Immediately we jumped to conclusions — Arrgh! Hibernate is such a hog! If you don’t code things perfectly, you can’t scale! And sometimes not even then! A quick profiling session confirmed our fears. Three hours later we had bypassed Hibernate in this specific instance, coding to the JDBC API instead. Unfortunately, this wasn’t the last of our performance problems. A second profiling session indicated that we had another bottleneck in our DTO-to-BO conversion routines!

Now, something which must be understood about Hibernate’s collection semantics is that when you use Hibernate to load BO A, which has an X-to-N relationship with BO B, you should (usually) use the collection of Bs provided by Hibernate. For example, if you use Hibernate to load a UserGroup, and you want to modify the list of Users associated with said UserGroup, you should modify the existing list of Users. You should not create a new list, add Users to it, and then give the UserGroup the new list of Users. Why? Because creating a new list results in a one-shot delete, followed by N insert statements. This is usually not desired.

However, a naive approach to modifying the collection provided by Hibernate (clearing it and then adding the BOs which you know you want) is just as bad, because a call to collection.clear() also results in a one-shot delete. The best approach is one of minimal modification to the existing collection.

In the case of DTO-to-BO conversion, where the DTO representation of an object is being transferred to the corresponding BO representation, this means adding items to the BO’s collection that are in the DTO’s collection but not in the BO’s collection, and removing items from the BO’s collection that are in the BO’s collection but not in the DTO’s collection. Elements that are in both collections are simply ignored.

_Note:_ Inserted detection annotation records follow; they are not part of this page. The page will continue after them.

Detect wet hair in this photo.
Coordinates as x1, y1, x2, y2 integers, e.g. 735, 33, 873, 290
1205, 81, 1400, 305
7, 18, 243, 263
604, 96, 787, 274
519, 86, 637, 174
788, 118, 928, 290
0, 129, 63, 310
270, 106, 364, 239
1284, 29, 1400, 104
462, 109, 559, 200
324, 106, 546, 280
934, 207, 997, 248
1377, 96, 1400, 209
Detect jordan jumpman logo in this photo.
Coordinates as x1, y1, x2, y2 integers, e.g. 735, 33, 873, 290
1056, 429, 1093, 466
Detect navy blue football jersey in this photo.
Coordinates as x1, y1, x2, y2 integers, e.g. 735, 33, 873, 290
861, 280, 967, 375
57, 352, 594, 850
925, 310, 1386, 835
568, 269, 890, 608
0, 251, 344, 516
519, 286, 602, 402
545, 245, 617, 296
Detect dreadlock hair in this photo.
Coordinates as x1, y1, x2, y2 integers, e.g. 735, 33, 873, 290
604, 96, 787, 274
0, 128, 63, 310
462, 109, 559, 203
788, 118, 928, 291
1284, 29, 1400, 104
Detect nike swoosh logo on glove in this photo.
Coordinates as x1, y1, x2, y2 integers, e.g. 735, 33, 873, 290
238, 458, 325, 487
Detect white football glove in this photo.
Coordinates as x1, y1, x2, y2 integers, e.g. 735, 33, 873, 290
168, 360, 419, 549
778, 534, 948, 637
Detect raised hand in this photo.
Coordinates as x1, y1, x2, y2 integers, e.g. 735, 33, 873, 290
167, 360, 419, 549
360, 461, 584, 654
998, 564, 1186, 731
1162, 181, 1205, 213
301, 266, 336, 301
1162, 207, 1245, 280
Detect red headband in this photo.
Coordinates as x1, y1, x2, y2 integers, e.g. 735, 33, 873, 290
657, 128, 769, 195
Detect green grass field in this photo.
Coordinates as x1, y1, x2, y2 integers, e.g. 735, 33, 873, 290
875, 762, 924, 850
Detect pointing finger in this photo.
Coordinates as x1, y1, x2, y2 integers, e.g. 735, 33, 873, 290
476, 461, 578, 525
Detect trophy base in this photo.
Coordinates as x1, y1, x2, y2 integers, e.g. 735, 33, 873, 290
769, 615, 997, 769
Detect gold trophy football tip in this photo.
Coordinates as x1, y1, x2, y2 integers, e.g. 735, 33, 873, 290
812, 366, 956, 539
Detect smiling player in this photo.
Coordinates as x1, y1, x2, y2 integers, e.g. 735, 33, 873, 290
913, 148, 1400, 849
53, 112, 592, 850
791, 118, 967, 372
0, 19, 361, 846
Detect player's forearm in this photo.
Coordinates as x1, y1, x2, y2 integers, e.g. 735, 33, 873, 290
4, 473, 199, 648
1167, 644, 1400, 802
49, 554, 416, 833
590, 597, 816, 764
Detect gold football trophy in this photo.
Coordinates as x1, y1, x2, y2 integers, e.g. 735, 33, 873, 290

The obvious implementation of this algorithm looks something like this:

for(DTO dto : dtos) {
 if(!contains(bos, dto)) add(bos, dto);
}

for(BO bo : bos) {
 if(!contains(dtos, bo)) remove(bos, bo);
}

Unfortunately, when using lists, the contains() calls above hide a nested loop, resulting in O(n2) performance. Once n gets into the thousands, things start to get sluuuugish. Veeeeery sluuuugish.

The solution? Trade a little space for a lot of time! By constructing HashMaps which contain all of the BOs in the lists, keyed on business keys which uniquely identify the BOs, the contains() calls above can be performed in constant time by invoking map.containsKey(). The result is O(n) performance. Much better!